Highlights & Insights

  • "Geometric similarity near 0 \(\neq\) optimal representation" is a counter-intuitive entry point. Most steering work assumes independent vectors should be as independent as possible; this paper treats it as a symptom to be cured.
  • Using SAE subspaces for "soft anchoring" is a clever engineering solution: traditional regularization uses either hard constraints (e.g., freezing dimensions) or L2 penalties towards the origin.
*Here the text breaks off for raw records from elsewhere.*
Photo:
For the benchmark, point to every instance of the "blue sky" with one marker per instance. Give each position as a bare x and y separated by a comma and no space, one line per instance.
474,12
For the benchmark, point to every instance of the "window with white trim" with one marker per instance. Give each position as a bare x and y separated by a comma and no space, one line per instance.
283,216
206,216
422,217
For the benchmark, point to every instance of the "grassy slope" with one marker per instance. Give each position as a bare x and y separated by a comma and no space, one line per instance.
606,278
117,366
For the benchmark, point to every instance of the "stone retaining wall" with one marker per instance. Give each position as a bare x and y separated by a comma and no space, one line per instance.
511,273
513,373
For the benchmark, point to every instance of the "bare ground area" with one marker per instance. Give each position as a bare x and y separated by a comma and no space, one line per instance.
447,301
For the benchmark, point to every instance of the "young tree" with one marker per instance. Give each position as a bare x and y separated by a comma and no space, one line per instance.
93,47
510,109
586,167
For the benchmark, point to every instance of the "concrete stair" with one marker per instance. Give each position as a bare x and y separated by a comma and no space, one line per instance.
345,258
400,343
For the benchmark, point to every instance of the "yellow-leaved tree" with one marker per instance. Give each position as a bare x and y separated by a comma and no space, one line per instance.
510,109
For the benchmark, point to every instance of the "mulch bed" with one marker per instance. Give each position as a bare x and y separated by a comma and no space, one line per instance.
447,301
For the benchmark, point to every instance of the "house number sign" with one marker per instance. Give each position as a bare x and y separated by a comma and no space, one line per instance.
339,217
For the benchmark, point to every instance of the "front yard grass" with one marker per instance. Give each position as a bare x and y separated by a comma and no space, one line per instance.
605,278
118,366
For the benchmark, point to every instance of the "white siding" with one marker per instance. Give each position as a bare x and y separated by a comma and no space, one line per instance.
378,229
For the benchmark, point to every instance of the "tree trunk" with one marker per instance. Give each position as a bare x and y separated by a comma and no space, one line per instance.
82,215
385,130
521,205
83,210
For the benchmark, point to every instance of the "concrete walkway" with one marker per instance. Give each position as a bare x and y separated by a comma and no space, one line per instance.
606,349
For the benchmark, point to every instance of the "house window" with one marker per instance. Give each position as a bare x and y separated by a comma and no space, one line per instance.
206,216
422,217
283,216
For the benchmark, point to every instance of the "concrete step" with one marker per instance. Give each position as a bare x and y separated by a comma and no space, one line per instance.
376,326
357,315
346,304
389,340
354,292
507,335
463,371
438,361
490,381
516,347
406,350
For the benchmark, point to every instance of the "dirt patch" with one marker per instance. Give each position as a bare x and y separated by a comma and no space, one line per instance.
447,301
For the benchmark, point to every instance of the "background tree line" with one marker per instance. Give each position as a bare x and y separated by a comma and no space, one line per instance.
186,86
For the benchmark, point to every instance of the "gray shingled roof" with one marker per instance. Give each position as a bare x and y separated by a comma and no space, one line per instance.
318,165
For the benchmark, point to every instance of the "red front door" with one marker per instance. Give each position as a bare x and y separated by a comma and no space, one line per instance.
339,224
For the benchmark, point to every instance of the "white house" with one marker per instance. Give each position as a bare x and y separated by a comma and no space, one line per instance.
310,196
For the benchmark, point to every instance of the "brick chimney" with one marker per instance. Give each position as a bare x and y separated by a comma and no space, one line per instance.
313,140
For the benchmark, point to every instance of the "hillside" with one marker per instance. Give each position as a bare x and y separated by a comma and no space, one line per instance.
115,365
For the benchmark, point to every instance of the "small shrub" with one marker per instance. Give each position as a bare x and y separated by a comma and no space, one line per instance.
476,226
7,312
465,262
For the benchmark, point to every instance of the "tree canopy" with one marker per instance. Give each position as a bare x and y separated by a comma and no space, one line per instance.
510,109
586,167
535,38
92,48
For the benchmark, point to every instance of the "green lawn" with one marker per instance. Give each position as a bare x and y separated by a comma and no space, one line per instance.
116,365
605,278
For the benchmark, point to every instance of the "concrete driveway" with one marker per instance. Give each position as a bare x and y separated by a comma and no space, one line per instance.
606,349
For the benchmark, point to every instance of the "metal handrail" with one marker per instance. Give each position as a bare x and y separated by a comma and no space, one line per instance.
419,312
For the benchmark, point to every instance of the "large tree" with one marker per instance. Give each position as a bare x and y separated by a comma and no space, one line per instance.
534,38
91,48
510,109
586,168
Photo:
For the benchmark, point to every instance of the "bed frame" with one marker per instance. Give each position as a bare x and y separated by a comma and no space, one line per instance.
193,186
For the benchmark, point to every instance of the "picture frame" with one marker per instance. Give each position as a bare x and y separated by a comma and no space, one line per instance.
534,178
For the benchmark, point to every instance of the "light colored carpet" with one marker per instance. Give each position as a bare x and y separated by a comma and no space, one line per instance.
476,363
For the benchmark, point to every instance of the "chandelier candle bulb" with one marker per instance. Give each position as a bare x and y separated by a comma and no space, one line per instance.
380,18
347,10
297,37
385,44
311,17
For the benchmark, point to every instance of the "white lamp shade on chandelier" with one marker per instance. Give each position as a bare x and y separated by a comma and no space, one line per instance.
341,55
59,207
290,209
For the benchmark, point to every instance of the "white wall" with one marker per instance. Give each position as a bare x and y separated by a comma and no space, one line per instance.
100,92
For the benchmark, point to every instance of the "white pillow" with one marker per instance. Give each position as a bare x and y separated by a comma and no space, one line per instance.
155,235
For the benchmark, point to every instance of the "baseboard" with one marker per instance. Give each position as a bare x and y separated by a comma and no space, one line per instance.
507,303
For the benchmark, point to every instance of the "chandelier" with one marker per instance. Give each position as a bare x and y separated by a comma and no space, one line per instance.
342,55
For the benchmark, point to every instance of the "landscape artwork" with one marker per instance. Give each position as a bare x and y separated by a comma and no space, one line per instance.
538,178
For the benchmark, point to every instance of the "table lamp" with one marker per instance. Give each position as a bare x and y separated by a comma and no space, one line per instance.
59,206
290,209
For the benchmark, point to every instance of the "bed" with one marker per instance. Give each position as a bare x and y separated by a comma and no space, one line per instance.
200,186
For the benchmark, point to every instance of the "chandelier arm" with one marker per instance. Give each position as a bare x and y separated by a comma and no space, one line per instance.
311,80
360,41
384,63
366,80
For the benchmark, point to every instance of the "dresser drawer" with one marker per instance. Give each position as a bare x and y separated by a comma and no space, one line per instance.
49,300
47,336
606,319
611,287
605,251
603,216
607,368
Here, the SAE decoder directions construct a "semantically homogeneous subspace," allowing vectors to rotate freely while retaining identity.
  • The dual design of Complementarity + Subspace can be directly transferred to other "shared yet specialized" scenarios: Multi-task LoRA, multilingual knowledge neurons, multimodal heads, etc.
  • While the absolute performance gains are modest (max +8), the authors honestly position the value as providing a "controllable, analyzable reasoning handle" rather than simply pushing SOTA, reflecting the restraint typical of mechanistic interpretability work.

Limitations & Future Work

  • Only covers three types of classical logical reasoning; whether analogical reasoning, counterfactual reasoning, or planning can be linearly represented is unverified.
  • The complementary loss is only pairwise cosine maximization; as the number of tasks \(|\mathcal{P}| > 3\), there is a risk of "centralized collapse," which is not discussed.
  • Interventions are performed only at a single location (layer 13/14); multi-layer cascades or dynamic layer selection might yield further improvements.
  • Steering coefficients still require manual grid search; learning the steering intensity would be more practical.
  • Evaluation is primarily in-domain; OOD generalization beyond GSM8K (e.g., code reasoning, theorem proving) is not tested.
  • vs. Rimsky et al. 2024 (CAA): CAA uses difference vectors from contrastive pairs for steering; this paper upgrades "difference vectors" to "subspace-constrained vectors after complementary refinement," which is more robust and naturally supports multi-task synergy.
  • vs. Venhoff et al. 2025: They perform steering on specific reasoning patterns like backtracking; this paper raises the granularity to "general logical reasoning categories" and addresses multi-vector collaboration.
  • vs. Wang et al. 2025a (Adaptive Activation Steering): That paper focuses on adaptive steering for truthfulness; the method here can be combined orthogonally—using SAE subspaces for refinement followed by adaptive intensity.
  • vs. Cai et al. 2025 (deductive/inductive in LLMs): They analyze the interdependence of reasoning types at the behavioral level; this paper provides corresponding geometric evidence and controllable intervention methods at the representational level.

Rating

  • Novelty: ⭐⭐⭐⭐ Treating "geometric independence of reasoning vectors" as an entry point and using SAE subspaces for orthogonalization is a novel and natural combination.
  • Experimental Thoroughness: ⭐⭐⭐⭐ Three reasoning types × three models × two decoding methods + GSM8K cross-task + activation patching + SAE feature analysis provides broad coverage; lacks more OOD tasks.
  • Writing Quality: ⭐⭐⭐⭐ The connection between motivation, geometric observation, method, and analysis is clear; Figure 2 is intuitive; some notation could be more compact.
  • Value: ⭐⭐⭐⭐ Provides a paradigm for "controllable representation of reasoning types," offering insights for both mechanistic interpretability and multi-property steering.